Veran: can you do more than decompose? How would she have done “the arithmetic logic” multiple?
Psychopathologies: indifferent and interactive. Biolooping? Thinking about more psychological diseases? Autism wars? ADHD wars?
Main critique of construction: one way street. “it’s social construction” is taken to be the answer for everything. Right, what is the research project. Just identifying it as a construction isn’t particularly interesting. It ignores that 1) construction is two way. Stories: two ways: people make up stories and stories make up people. The interaction determines the physical realities. At this point in time, each is causing the other to be. For those two way things, the metaphor isn’t useful; it tends to get you to see “people constructing X” – X is taken as “the construction of” – people being constructed by the whatevers. Tends to lose the subtlety of interactive classifications. The usefulness of the metaphor comes in Fleck – shows how syphilis is constructed in laboratory practices. Not trying to unmask syphilis.
Worldmaking: Nelson Goodman’s “Ways of World-making.”
Child abuse: if new kinds are selected, then the past can occur in a new world. Description of a bad historical fiction. Ways that we can think about. Perpetually re-reading the past. Capable of re-feeling events in ways that heal. That make these things livable by re-feeling them within this new framework. A lot of what social science does is to re-describe. The power of re-descriptions that provide for re-feeling is to experience a sense of injustice where, at the time, no injustice was felt. In re-feeling it, it comes off as unjust.
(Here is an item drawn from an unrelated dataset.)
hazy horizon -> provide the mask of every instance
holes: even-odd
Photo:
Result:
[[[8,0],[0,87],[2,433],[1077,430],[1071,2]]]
The social sciences are thus inherently an ethical practice. The point is that the value-laden work that sociology has a claim to is accepting that its classifications evaluate who is troubling or in trouble. (p. 131). Two responses: 1. get those responses out 2. this is part of the deal, What is left if you try to be value free? How do we become accountable for the moral implcations of our classifications and incorporate that into our writing?
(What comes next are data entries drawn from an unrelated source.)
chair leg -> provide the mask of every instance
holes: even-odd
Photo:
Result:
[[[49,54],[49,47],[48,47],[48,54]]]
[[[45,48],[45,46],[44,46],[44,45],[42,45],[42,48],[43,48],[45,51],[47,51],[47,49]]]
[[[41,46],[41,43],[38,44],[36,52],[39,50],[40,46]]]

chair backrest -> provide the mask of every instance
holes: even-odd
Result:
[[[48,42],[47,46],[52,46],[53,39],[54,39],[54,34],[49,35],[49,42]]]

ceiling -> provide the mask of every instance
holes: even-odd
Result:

Kinds are always motley kinds. Think of fabrication mechanisms (Latour). Motley sampling? Loose assumption that these are people that count as X. The sociologist is taking on a lot of the fabrication work.
The motto is “motley.” p. 133 The fundamental question is what those kinds do to us? If what the course is teaching you is we need to look at who makes the world up in what kinds? By asking this question, we have to engage the six grades simultaneously.